Blank Endorsement. "An endorsement in blank specifies no endorsee, and an instrument so endorsed is payable to bearer and may be negotiated by delivery.

Restrictive Endorsement. "An endorsement is restrictive, which either:

I.

2.

Prohibits the further negotiation of the instrument; or Constitutes the endorsee the agent of the endorser; or 3. Vests the title in the endorsee in trust for or to the use of some other person.

But the mere absence of words implying power to negotiate does not make an endorsement restrictive.

Qualified Endorsement. "A qualified endorsement constitutes the endorser a mere assignor of the title to the instrument. It may be made by adding to the endorser's signature the words 'without recourse' or any words of similar import. Such an endorsement does not impair the negotiable character of the instrument.
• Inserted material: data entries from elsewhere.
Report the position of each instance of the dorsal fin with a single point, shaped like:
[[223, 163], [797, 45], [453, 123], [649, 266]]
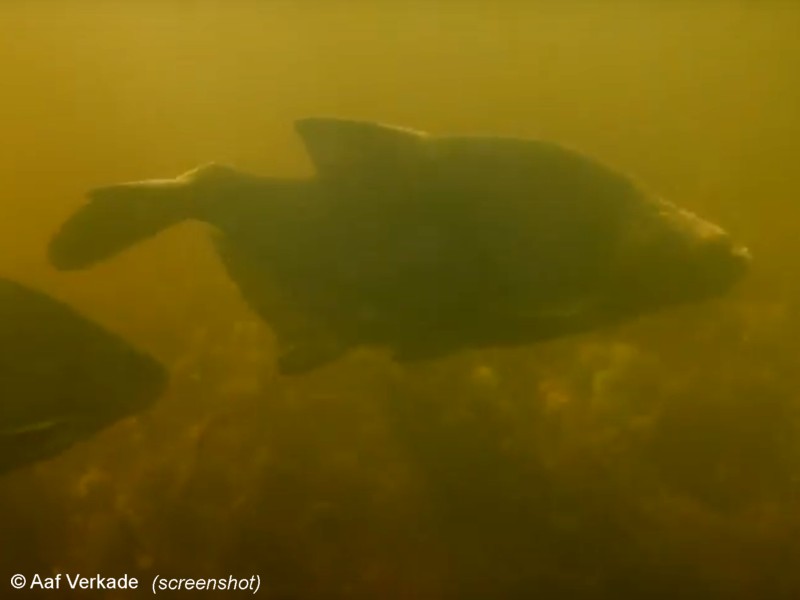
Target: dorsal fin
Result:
[[341, 148]]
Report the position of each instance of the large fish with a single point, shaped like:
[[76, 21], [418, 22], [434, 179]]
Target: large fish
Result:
[[63, 378], [425, 244]]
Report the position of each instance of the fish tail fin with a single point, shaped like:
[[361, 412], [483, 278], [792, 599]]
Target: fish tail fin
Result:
[[119, 216]]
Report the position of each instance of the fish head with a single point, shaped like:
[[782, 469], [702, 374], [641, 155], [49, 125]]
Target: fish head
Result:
[[668, 255]]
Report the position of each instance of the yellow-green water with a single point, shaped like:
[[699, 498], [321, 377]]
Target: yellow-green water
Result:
[[657, 460]]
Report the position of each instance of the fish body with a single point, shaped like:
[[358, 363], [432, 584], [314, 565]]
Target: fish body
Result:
[[426, 244]]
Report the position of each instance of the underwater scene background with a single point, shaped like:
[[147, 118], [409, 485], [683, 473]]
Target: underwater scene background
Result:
[[659, 459]]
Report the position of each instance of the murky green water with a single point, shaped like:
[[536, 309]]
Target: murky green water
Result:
[[657, 460]]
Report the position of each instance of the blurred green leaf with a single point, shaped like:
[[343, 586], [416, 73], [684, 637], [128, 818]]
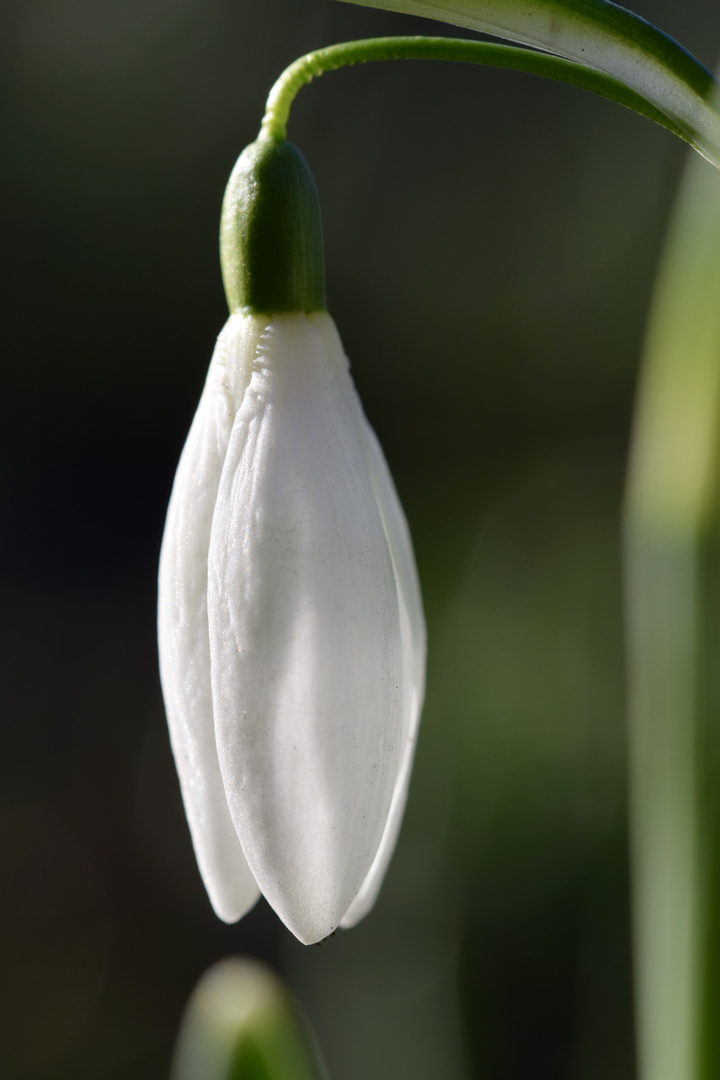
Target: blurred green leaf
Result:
[[673, 567]]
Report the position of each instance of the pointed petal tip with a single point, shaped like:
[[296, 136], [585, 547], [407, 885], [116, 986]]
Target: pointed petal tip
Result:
[[230, 909]]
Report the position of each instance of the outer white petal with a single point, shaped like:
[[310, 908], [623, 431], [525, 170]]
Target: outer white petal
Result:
[[412, 628], [304, 636], [182, 634]]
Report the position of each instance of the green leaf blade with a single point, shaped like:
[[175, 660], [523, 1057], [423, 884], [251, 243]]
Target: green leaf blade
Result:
[[600, 36]]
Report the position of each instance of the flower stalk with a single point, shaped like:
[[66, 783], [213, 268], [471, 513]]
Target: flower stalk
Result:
[[600, 36], [311, 66]]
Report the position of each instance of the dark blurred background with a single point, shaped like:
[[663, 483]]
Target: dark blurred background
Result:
[[491, 242]]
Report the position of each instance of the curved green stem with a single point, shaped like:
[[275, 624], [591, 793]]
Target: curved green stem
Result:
[[307, 68]]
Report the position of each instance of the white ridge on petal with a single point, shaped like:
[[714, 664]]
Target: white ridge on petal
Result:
[[182, 622], [412, 628], [304, 628]]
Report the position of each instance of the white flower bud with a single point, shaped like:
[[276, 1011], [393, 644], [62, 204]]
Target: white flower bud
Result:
[[291, 636]]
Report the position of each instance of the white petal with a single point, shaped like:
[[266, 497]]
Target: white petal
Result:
[[304, 636], [182, 623], [412, 628], [413, 638]]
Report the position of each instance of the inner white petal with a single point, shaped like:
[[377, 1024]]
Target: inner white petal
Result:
[[304, 636], [412, 623]]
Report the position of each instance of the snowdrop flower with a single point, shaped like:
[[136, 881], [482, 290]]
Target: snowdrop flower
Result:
[[291, 635]]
Conditional Endorsement. "Where an indorsement is conditional, a party required to pay the instrument may disregard the condition and make payment to the endorsee or his transferee, whether the condition has been fulfilled or not. But any person to whom an instrument so endorsed is negotiated will hold the same, or the proceeds thereof, subject to the rights of the person endorsing conditionally.

Striking out Endorsement. "The holder may at any time strike out any endorsement which is not necessary to his title. The endorser whose endorsement is struck out, and all endorsers sudsequent to him, are thereby relieved from liability on the instrument."

A. THEORY QUESTIONS

1. What steps should an auditor take to insure, so far as possible, that accounts presented to him for audit contain all the liabilities of the company? Inst. Ex. 1917.

2. Outline the work which should be done in connection with notes and bills payable in an audit for credit purposes of a merchandising company. Inst. Ex. 1918.

3. How would you ascertain whether a Balance Sheet contains all the liabilities for purchases of supplies and raw material? C. P. A. Ind. 4. What are contingent liabilities? Should they be embraced in a Balance Sheet? Give an example. C. P. A. Ind. 5. State three kinds of contingent liabilities. How should they be shown on the Balance Sheet? C. P. A. Mass.

6. (a) What different methods should be employed in books of account for keeping track of notes endorsed for accommodation and notes endorsed in the regular order of business?

(b) How would you indicate in books of account the contingent liability arising in each case? C. P. A. Mich. 7. Describe the voucher system and state some of the advantages and disadvantages of the system. Inst. Ex. 1918.

8. You find that a group of accounts receivable have been assigned to secure a loan. Does that affect the value of any other creditor's claim in case of failure before the loan is paid? Should any reference to the fact be made in your report? How would you set up that fact in the Balance Sheet?